One of a class of binary compounds of boron and hydrogen, often referred
to as boron hydrides. The term borane is sometimes used to denote substances
which may be considered to be derivatives of the boron-hydrogen compounds, such
as boron trichloride (BCl3), and diiododecaborane (B10H12I2).
The simplest borane is diborane (B2H6); other boranes
of increasingly higher molecular weight are known, one of the least volatile
of which is an apparently polymeric solid of composition (BH)x.
Certain boranes, such as BH3, and B3H7, are
not known as such, but can be prepared in the form of adducts with
electron-donor molecules.
The most spectacular projected large-scale use of the boranes and their
derivatives is in the field of high-energy fuels for jet planes and rockets.
The thermal decomposition of diborane (6) [B2H6] has been
used to produce coatings of pure elementary boron for neutron-detecting devices
and for applications requiring hard, corrosion-resistant surfaces. Boranes can
also be used as vulcanizing agents for natural and synthetic rubbers, and are
especially effective in the preparation of silicone rubbers.
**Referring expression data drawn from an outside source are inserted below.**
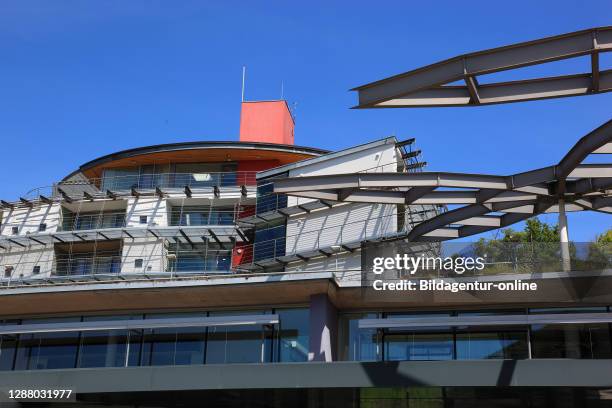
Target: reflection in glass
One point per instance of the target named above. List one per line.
(238, 344)
(570, 341)
(418, 346)
(492, 345)
(358, 344)
(293, 335)
(47, 350)
(174, 346)
(8, 346)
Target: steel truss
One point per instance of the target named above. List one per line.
(487, 201)
(431, 85)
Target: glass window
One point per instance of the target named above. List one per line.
(418, 346)
(267, 200)
(182, 346)
(570, 341)
(47, 350)
(293, 334)
(8, 346)
(199, 258)
(478, 345)
(358, 344)
(238, 344)
(270, 242)
(120, 179)
(202, 215)
(105, 348)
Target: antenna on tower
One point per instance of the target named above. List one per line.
(243, 80)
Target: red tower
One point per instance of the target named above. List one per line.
(266, 121)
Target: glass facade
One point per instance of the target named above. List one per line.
(270, 241)
(293, 335)
(580, 341)
(286, 342)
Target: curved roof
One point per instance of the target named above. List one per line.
(214, 151)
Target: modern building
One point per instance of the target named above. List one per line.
(232, 274)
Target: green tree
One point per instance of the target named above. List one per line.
(600, 251)
(534, 249)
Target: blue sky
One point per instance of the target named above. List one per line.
(80, 79)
The molecular structures possessed by the boranes are exhibited by no
other class of substances. Because of the lack of sufficient electrons for the
formation of the requisite number of covalent bonds, normal covalently bonded
structures of the hydrocarbon type are not possible. The boranes are sometimes
referred to as electron-deficient substances. In no case are the simple chain
and ring configurations of carbon chemistry encountered in the more complex
boranes. Instead, the boron atoms are situated at the comers of polyhedrons. An
example of such a structure is that of pentaborane (9) [B5H9].
Boron nomenclature uses a prefix to designate the number of boron atoms in the
molecule and a numeral suffix in parentheses to indicate the number of hydrogen
atoms.
As a class, the boranes are quite reactive substances and are generally
decomposed, at times explosively, on contact with air. Their reactivities with
air and water decrease with increasing molecular weight. Because boranes react
readily with air, laboratory investigations are almost invariably carried out
in all-glass vacuum apparatus or in inert-atmosphere dry boxes. With the
possible exception of decaborane (14) [B10H14], the known
boranes are not indefinitely stable at room temperature. They decompose more or
less rapidly to yield elementary hydrogen and boranes richer in boron. The
known derivatives of the boranes ( other than BH3) are relatively
few in number. Several halo, alkyl, and amino boranes have been reported but,
in general, these have not been extensively characterized.